D’entrée de jeu, Neil Tennant nous a promis une rétrospective des (nombreuses) chansons qui ont marqué la carrière des Pet Shop Boys, et c’est exactement ce que nous avons eu. C’était d’ailleurs l’aspect le plus intéressant de ce spectacle. Loin de se confiner à la nostalgie, le groupe a réactualisé ses grands succès et, en général, les versions

étaient excellentes: West End Girls, Can You Forgive Her?, Left to My Own Devices, Always on My Mind, What I Have Done to Deserve This?, It’s a Sin n’ont pas perdu de leur mordant avec les années. Seule Being Boring avait bien du mal à décoller. Cependant, au fil de la soirée, une évidence sautait aux yeux: les chansons du nouvel album, Nightlife,
passaient moins bien la rampe. Surtout les ennuyeuses ballades (comme Happiness Is an Option ou Footsteps) qui coupaient inutilement le rythme.

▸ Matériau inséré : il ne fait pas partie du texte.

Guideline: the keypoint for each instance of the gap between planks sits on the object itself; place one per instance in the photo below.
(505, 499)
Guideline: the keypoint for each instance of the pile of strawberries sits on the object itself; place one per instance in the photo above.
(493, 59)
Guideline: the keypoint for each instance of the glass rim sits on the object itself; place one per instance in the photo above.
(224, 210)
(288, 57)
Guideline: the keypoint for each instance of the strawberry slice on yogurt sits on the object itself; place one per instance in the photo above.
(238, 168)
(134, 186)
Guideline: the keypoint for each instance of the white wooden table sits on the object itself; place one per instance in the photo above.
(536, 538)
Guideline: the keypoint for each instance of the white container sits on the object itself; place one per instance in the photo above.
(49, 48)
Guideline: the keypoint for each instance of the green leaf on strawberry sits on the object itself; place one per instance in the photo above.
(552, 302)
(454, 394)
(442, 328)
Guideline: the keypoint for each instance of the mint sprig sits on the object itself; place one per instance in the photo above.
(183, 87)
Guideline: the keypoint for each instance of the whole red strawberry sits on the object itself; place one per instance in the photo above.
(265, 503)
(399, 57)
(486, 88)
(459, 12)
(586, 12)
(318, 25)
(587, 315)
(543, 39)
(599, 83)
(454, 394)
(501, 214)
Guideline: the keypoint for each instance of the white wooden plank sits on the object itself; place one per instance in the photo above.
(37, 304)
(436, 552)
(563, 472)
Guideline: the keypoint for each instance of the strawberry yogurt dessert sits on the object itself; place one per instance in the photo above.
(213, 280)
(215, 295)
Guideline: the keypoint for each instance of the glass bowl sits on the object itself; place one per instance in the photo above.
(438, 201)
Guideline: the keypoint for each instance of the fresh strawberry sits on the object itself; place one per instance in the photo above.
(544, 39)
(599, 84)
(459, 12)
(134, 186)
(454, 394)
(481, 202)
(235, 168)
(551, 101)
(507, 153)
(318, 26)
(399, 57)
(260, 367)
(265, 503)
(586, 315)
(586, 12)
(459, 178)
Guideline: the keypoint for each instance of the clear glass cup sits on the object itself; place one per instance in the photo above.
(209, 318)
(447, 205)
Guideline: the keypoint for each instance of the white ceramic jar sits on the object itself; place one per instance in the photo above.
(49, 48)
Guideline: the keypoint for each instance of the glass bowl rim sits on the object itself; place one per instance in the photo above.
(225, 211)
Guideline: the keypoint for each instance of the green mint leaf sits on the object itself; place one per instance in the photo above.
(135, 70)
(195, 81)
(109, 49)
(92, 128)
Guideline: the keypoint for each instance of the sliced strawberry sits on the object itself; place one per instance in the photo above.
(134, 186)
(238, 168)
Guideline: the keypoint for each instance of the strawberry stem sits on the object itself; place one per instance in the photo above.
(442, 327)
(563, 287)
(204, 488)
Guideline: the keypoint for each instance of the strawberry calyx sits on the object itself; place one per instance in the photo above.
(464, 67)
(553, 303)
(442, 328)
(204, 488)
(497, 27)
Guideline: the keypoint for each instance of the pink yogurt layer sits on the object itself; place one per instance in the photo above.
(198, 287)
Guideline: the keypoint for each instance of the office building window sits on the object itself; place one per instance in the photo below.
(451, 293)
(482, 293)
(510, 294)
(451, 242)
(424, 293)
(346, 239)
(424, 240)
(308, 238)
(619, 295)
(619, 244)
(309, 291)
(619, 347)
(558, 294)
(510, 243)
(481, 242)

Ce qu’on va surtout retenir de ce passage des Pet Shop Boys, c’est la puissance des pièces qu’ils ont écrites au cours des quinze dernières années. À la limite, tout l’emballage de ce spectacle était fort inutile. Mais comme les Pet Shop Boys ne font jamais dans la dentelle, on peut comprendre. (Frédéric Boudreault)

Les Rythmes Digitales
Le 14 novembre au Jingxi
Ne me demandez pas quelle date on était, dimanche soir dernier; tout ce que je pourrais vous répondre après avoir vu les Pet Shop Boys au Métropolis et Les Rythmes Digitales au Jingxi, c’est qu’on était quelques part entre les années 80 et 90 au point de vue de la composition musicale, et en 1999 sur le plan technologique. Je dois tout de même avouer que j’ai préféré de loin la performance de ce faux-Français qu’est Jacques Lu Cont (Stuart Price sur son passeport anglais). D’abord pour le côté intime – on était si près du trio qu’on ne pouvait qu’être atteint par la douce folie de sa mixture électro-pop d’influence new-wave et house -; pour l’enthousiame débordant de Jacques aux claviers et à la basse, de sa guitariste-claviériste et de son batteur; et pour cette musique extrêmement rafraîchissante, intemporelle malgré ses consonances rétro, et qui offrait une trame parfaite pour cette soirée «bar ouvert» qui célébrait le premier anniversaire de l’endroit. Pour l’occasion, on avait transformé une partie de la piste de danse pour accueillir tout l’attirail nécessaire au spectacle. Vêtu de jump suits blancs, ils faisaient tout en leur possible pour entraîner les spectateurs-danseurs dans leur univers où le plaisir du rythme et des gimmicks accrocheurs étaient rois et maîtres. Si la transposition live de cette musique majoritairement issue de source électronique était très bien orchestrée, il ne manquait que l’aspect vocal qui se retrouvait confiné aux bandes préenregistrées. D’ailleurs, sûrement conscient de cette faiblesse, le pseudo-lipsync de Lu Cont servait surtout à nous encourager à chanter. On aurait pu trouver l’ensemble un brin racoleur et dépassé, mais ça n’aurait été que bouder son plaisir. Et du plaisir pur, ça ne se refuse pas… (Eric Parazelli)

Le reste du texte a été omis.